Months after the much-celebrated resumption of operations at the Warri Refining and Petrochemical Company (WRPC), the facility has been shut down since January 25, 2025, due to safety concerns involving its Crude Distillation Unit (CDU) Main Heater. This shutdown occurred barely a month after former NNPC Group Chief Executive Officer, Mele Kyari, publicly declared the plant operational, following refurbishment works that cost approximately $897.6 million.
The development, disclosed in an April 2025 document obtained from the Nigerian Midstream and Downstream Petroleum Regulatory Authority (NMDPRA), highlights ongoing challenges plaguing Nigeria’s refinery sector despite repeated efforts to revive local crude refining.
Meanwhile, the Port Harcourt Refining Company (PHRC), which resumed operations in November 2024, is reportedly operating at under 40 percent of its installed capacity, producing significantly below expectations. Despite a nameplate capacity of 60,000 barrels per day, the PHRC only managed an average utilization rate of 37.87 percent between November 2024 and April 2025. This falls short of NNPCL’s earlier claims that the refinery was running at 70 percent capacity with plans to scale up to 90 percent.
Production data obtained from the NMDPRA shows erratic and declining output across key petroleum products, including Premium Motor Spirit (PMS), Automotive Gas Oil (AGO), and Household Kerosene (HKK). While initial months saw some momentum—December recording a peak of 108 million litres of refined products—utilisation has since dropped sharply. In March, production fell to 100.03 million litres, representing only 35 percent of expected monthly output, and further declined to 44.24 million litres in the first half of April.
A deeper analysis shows that PMS truck-out volumes plummeted from 538,600 litres per day in December to zero in both March and April. In contrast, diesel (AGO) output rose, reaching 968,460 litres daily in the first half of April, suggesting a skewed production focus away from gasoline blending components.
The Warri refinery, with a capacity of 125,000 barrels per day, had only just been brought back online on December 30, 2024, after decades of dormancy. Located across Ekpan, Uwvie, and Ubeji in Delta State, the plant was expected to significantly contribute to domestic refining capacity, with President Bola Tinubu praising its 60 percent initial operation rate as a key milestone for energy security and economic growth.

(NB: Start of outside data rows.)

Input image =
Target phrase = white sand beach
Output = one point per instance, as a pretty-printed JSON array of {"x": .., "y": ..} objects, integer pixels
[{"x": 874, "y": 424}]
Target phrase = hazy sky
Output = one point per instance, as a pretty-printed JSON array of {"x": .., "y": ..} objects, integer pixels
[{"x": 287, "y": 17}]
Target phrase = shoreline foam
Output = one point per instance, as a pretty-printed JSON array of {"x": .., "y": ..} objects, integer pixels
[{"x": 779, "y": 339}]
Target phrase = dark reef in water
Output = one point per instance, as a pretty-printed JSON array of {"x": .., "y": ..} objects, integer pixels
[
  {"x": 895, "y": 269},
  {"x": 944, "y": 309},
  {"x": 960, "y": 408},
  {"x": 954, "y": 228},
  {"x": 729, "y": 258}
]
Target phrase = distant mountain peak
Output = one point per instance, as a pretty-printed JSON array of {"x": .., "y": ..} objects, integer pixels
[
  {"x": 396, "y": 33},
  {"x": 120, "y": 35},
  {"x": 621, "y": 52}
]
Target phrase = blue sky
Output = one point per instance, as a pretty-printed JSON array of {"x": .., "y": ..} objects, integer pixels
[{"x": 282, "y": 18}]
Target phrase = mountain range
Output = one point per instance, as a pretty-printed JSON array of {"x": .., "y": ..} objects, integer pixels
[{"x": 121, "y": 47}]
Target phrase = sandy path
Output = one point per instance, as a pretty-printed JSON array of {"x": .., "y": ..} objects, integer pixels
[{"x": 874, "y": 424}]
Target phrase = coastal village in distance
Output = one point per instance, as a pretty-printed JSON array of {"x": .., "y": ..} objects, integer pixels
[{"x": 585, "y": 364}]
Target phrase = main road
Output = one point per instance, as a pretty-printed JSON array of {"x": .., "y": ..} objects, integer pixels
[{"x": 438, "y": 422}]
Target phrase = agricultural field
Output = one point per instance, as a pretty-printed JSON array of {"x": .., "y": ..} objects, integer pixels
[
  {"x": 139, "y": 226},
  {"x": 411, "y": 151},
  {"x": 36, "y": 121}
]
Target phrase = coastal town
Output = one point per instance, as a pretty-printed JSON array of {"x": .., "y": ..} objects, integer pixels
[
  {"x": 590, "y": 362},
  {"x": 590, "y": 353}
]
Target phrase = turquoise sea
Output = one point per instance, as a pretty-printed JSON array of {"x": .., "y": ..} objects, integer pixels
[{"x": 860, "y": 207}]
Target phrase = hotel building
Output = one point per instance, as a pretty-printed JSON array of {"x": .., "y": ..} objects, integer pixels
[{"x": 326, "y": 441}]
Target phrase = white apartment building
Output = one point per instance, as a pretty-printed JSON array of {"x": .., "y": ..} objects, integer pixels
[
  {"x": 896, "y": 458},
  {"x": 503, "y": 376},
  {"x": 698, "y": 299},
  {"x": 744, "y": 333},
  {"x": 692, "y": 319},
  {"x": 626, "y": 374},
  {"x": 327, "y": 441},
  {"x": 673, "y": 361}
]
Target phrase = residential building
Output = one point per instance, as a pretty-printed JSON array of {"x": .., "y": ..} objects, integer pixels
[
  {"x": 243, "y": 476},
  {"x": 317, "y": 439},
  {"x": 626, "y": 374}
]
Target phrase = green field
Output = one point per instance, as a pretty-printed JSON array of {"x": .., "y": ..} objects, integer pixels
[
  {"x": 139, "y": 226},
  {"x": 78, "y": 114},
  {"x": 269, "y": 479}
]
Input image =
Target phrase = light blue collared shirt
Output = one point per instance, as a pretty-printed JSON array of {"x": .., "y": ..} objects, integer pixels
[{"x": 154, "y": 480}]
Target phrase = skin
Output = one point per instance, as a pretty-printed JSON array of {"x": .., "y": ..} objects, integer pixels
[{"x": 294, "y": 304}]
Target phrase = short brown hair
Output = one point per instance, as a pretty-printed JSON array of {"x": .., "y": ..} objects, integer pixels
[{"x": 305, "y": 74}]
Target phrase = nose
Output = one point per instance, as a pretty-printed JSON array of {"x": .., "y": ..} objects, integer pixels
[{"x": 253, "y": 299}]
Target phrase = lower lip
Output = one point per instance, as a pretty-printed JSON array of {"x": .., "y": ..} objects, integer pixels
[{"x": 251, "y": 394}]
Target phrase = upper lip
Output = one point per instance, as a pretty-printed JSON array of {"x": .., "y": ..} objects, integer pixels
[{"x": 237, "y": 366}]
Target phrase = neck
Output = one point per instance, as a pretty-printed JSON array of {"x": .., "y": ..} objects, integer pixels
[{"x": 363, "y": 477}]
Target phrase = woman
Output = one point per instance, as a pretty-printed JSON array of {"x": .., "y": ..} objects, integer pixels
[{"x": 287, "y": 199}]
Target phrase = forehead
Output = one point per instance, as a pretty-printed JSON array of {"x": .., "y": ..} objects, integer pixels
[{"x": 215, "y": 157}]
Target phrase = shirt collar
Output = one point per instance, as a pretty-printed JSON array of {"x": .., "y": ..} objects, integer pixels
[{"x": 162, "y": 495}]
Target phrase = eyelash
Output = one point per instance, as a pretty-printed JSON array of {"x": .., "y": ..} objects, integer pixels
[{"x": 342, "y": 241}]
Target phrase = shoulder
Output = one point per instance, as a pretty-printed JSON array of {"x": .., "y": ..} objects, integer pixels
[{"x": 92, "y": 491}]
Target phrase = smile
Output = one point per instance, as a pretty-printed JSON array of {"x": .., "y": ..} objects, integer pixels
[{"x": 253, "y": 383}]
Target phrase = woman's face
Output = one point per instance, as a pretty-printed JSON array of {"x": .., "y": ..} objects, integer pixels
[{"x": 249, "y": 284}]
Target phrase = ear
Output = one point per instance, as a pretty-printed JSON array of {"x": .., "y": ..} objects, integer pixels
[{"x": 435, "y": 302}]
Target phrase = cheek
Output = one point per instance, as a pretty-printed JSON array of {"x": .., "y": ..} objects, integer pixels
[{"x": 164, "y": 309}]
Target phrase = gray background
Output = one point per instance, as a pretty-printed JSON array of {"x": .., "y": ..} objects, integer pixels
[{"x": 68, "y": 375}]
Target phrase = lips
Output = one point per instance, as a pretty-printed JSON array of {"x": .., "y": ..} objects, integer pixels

However, since its shutdown in January, the refinery has only managed modest output—1.96 million litres of AGO and 2.84 million litres of HKK in December, followed by 10 million litres of AGO and 12 million litres of HKK in January—before going silent.
Responding to media inquiries, NNPCL spokesperson Femi Soneye declined direct comments. In an earlier statement from February, however, he attributed the halt in operations to scheduled maintenance and intervention works on field instruments. He insisted that the temporary shutdown was routine and necessary for long-term stability.
But industry observers are unconvinced.
The Independent Petroleum Marketers Association of Nigeria (IPMAN) described the situation as deeply troubling. Its National Publicity Secretary, Chief Chinedu Ukadike, labelled the shutdown a "total waste," urging the President to declare a state of emergency in the refining sector and review the staffing structure of the affected facilities.
Ukadike criticized the lack of competition in the market, noting that the current state leaves Dangote Refinery as the sole major supplier of petroleum products. “You can’t open a refinery and then load only four trucks on its first day. The next day, six. It’s disheartening,” he lamented.
Energy analyst Bala Zaka also weighed in, questioning the effectiveness of the entire effort. He emphasized that the proof of refinery functionality should be evident in reduced fuel prices—something Nigerians have yet to experience. Zaka maintained that despite technical claims, the public sees no tangible benefit from the projects.
Yet, he stopped short of endorsing privatisation. Instead, he called for a government-led overhaul to bring the refineries to sustainable, effective operation, citing examples of other OPEC member nations that successfully run state-owned refineries.
In a more damning assessment, former presidential adviser and oil sector expert, Mr Dan Kunle, described the rehabilitation efforts at Port Harcourt and Warri as "a national scandal." Speaking on an online forum, Kunle argued that Mele Kyari’s tenure as GCEO of NNPC failed to deliver a single completed project, branding much of the recent refinery revival narrative as "propaganda."
Kunle welcomed the recent appointment of Bayo Ojulari as the new NNPC boss, asserting it was long overdue. He blamed the previous leadership for years of incompetence and financial mismanagement, stating, “They created wealth for themselves, not value for the country.”
The latest data from the NMDPRA seems to support these concerns. It paints a picture of inconsistent performance, inflated claims, and massive underutilisation—despite billions spent on refinery repairs and upgrades.
As energy stakeholders call for urgent reforms and credible oversight, public confidence in NNPCL's ability to manage Nigeria’s strategic assets continues to wane. For a country eager to cut dependence on imported fuel and boost local refining, the gap between projection and performance remains a critical national dilemma.